A rapid antigen-based test developed at the University of Helsinki could be used to process up to 500 samples per hour, the project's researchers said in a university statement issued on Wednesday.
The rapid tests, which can also be used to quickly check for other respiratory illnesses, are also said to be able to identify the presence of coronavirus almost as accurately as sensitive PCR tests carried out in laboratories.
The study demonstrated that the technique can be used to diagnose Covid-19, according to Jussi Hepojoki, docent of virology and Academy of Finland research fellow at the University of Helsinki.

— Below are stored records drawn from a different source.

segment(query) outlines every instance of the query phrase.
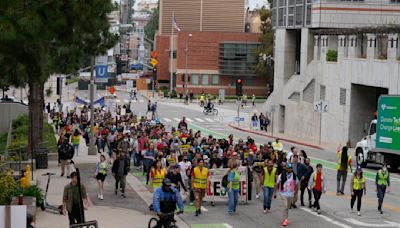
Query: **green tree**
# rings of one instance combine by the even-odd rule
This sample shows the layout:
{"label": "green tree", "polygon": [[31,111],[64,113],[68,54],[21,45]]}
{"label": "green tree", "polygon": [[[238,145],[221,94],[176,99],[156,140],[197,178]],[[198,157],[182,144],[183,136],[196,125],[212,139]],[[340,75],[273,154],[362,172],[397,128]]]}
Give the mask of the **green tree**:
{"label": "green tree", "polygon": [[160,2],[158,2],[157,8],[155,8],[150,16],[147,25],[144,27],[144,34],[150,40],[154,40],[156,31],[158,30],[158,20],[160,15]]}
{"label": "green tree", "polygon": [[87,56],[115,44],[107,18],[113,9],[104,0],[0,1],[0,75],[11,85],[29,85],[30,151],[42,140],[45,81],[75,72]]}
{"label": "green tree", "polygon": [[[271,5],[271,2],[270,2]],[[273,56],[274,50],[274,31],[272,29],[272,12],[270,9],[262,7],[260,9],[260,20],[261,26],[260,30],[262,32],[259,41],[261,43],[260,47],[257,49],[257,54]],[[260,76],[270,76],[272,78],[273,74],[273,64],[269,65],[267,61],[259,61],[256,66],[256,73]]]}

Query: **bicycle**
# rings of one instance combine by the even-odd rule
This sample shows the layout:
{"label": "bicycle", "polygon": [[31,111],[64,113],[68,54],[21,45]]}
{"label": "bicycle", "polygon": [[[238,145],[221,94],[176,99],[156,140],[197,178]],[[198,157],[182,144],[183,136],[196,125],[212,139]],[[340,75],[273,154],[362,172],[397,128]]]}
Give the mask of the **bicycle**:
{"label": "bicycle", "polygon": [[[181,212],[177,212],[176,214],[181,214]],[[149,220],[148,228],[178,228],[176,225],[176,221],[174,219],[175,212],[162,214],[160,218],[152,217]],[[158,224],[161,219],[164,219],[164,224]]]}

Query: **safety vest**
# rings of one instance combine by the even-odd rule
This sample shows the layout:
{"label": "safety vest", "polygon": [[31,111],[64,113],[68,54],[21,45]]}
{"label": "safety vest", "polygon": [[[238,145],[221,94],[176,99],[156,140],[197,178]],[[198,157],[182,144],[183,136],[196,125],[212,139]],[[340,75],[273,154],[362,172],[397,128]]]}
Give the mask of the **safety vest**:
{"label": "safety vest", "polygon": [[77,136],[72,135],[72,138],[71,138],[72,144],[79,145],[80,139],[81,139],[81,135],[77,135]]}
{"label": "safety vest", "polygon": [[232,181],[232,189],[238,190],[240,188],[240,175],[236,170],[233,170],[234,178]]}
{"label": "safety vest", "polygon": [[162,185],[162,182],[165,178],[166,171],[165,169],[157,170],[153,168],[154,178],[153,178],[153,188],[159,188]]}
{"label": "safety vest", "polygon": [[106,162],[101,163],[101,172],[103,173],[103,175],[107,174],[107,163]]}
{"label": "safety vest", "polygon": [[[315,175],[314,175],[314,186],[313,187],[315,187],[317,185],[317,175],[318,175],[318,173],[315,173]],[[322,188],[322,186],[324,186],[324,175],[322,175],[322,173],[321,173],[321,188]]]}
{"label": "safety vest", "polygon": [[[341,164],[342,164],[342,153],[340,153],[338,157],[339,157],[339,158],[338,158],[338,162],[337,162],[337,166],[336,166],[336,169],[337,169],[337,170],[340,169],[340,166],[341,166]],[[350,160],[351,160],[351,156],[348,155],[348,156],[347,156],[347,164],[350,163]],[[347,166],[347,169],[349,169],[349,167],[350,167],[350,165]],[[346,171],[347,171],[347,170],[346,170]]]}
{"label": "safety vest", "polygon": [[167,158],[167,162],[170,166],[175,165],[176,164],[176,159],[174,157],[169,156]]}
{"label": "safety vest", "polygon": [[382,170],[378,171],[378,185],[387,185],[388,183],[389,172],[386,171],[385,174],[382,173]]}
{"label": "safety vest", "polygon": [[282,150],[282,148],[283,148],[283,145],[282,145],[282,143],[276,143],[276,142],[273,142],[272,143],[272,148],[274,148],[274,150],[275,151],[277,151],[277,150]]}
{"label": "safety vest", "polygon": [[193,179],[194,187],[199,189],[206,189],[208,169],[203,167],[200,171],[200,168],[196,167],[194,168],[193,172],[194,172],[194,179]]}
{"label": "safety vest", "polygon": [[264,167],[264,187],[273,188],[275,187],[275,175],[276,175],[276,168],[272,168],[271,174],[268,172],[268,168]]}
{"label": "safety vest", "polygon": [[359,179],[357,176],[355,176],[354,180],[353,180],[353,189],[354,190],[361,190],[361,189],[364,189],[364,187],[365,187],[365,179],[364,179],[364,177]]}
{"label": "safety vest", "polygon": [[200,100],[204,101],[204,96],[203,95],[200,96]]}

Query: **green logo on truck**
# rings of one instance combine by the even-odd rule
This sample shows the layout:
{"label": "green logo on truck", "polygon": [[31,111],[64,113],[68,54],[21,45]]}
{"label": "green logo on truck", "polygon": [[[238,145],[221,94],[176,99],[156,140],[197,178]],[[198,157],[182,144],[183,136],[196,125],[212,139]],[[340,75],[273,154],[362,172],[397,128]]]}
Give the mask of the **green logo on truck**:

"We demonstrated that the technique we have developed was able to detect almost all positive specimens, from which we were able to isolate [Covid-19] in cell culture. In other words, the carriers were likely to continue to spread the virus at the time of sample collection," Hepojoki said in the statement.
How it works
The equipment needed for the rapid test is about the size of a desktop computer, making it theoretically possible to carry out testing in any situation.
"According to our calculations, it would be possible to manually analyse as many as 500 samples per hour, with one person doing the testing and using a single testing device. Also, the cost of test reagents is fairly low," Hepojoki said.
Like its PCR counterpart, the antigen-based rapid test uses a sample swabbed from a person's nasopharynx — deep within the nose. Then, about 10 minutes after mixing the sample in a test solution containing antibodies, a result with a high degree of certainty is reached.
The test is based on a phenomenon called 'time-resolved Förster resonance energy transfer,' or TR-FRET.
"TR-FRET makes it possible to measure viral particles or the body’s own proteins by using what are known as 'mix and read'-type tests on complex biological samples, such as serum or even whole blood," the statement explained.
A report about the initiative by the research group was published this week in the peer-reviewed scientific journal mBio.